=========================================
Outlier Detection with K-Means Clustering
=========================================
This step first partitions the data points into :math:`k` clusters by applying the *K-Means Clustering* algorithm. Then, a distance ratio 

.. math::

   \frac{dist(Y_o, c_o)}{\bar{c}_o}

for each data object is calculated, where :math:`Y_o` is the data object, :math:`c_{o}` is the center of the cluster which :math:`Y_o` belongs to and :math:`\bar{c}_o` stands for the average distance between all data objects in that cluster and the center :math:`c_{o}`\ . The larger the ratio, the farther away the data object is relative from the center.
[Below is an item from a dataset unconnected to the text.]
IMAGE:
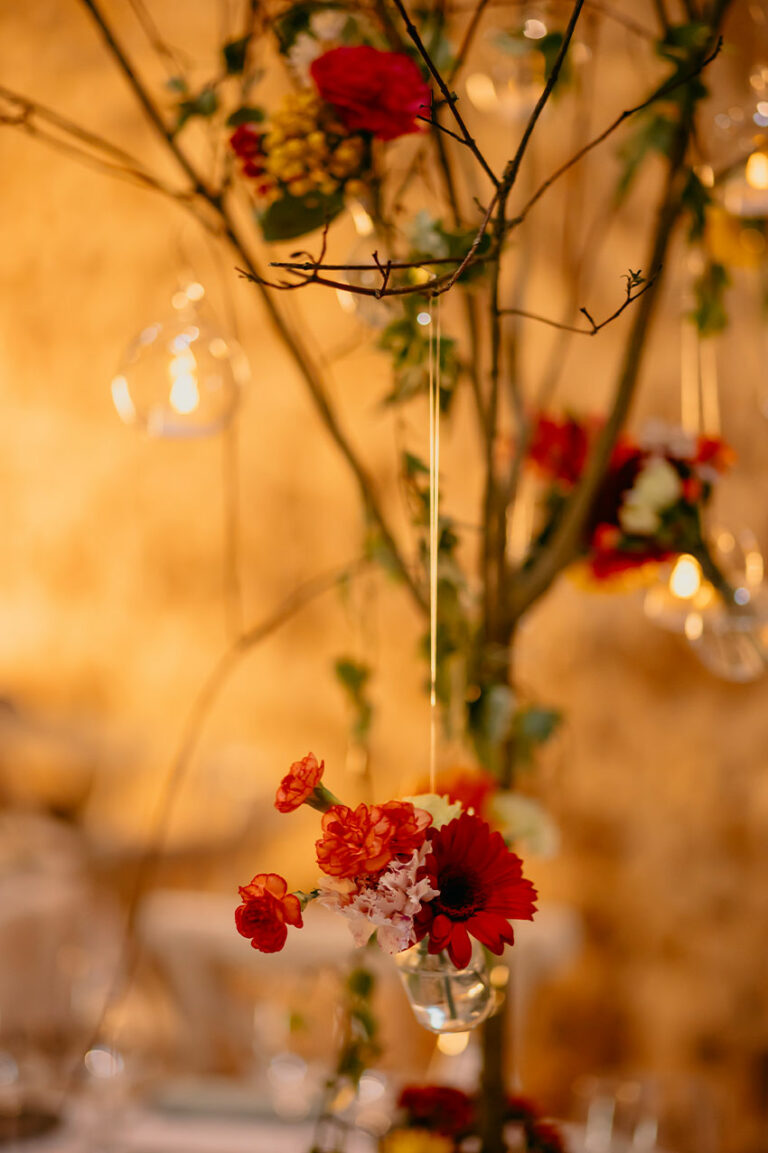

Finally, if the calculated ratio is above a pre-defined threshold, the observed data object is identified as an outlier.

.. rubric:: Input Parameters

1. Data samples abstracted in a n-dimensional feature space

2. Specified number of clusters

3. A pre-defined threshold for the distance ratios

.. rubric:: Output Parameters

1. Original data with outliers marked

.. rubric:: Workflow

.. image:: workflow.svg


.. rubric:: Algorithm

:doc:`/Algorithms/KMeansClustering/index`

.. rubric:: References

- J.\  Han, M. Kamber and J. Pei, Data Mining - Concepts and Techniques, 3rd ed., Amsterdam: Morgan Kaufmann Publishers, 2012.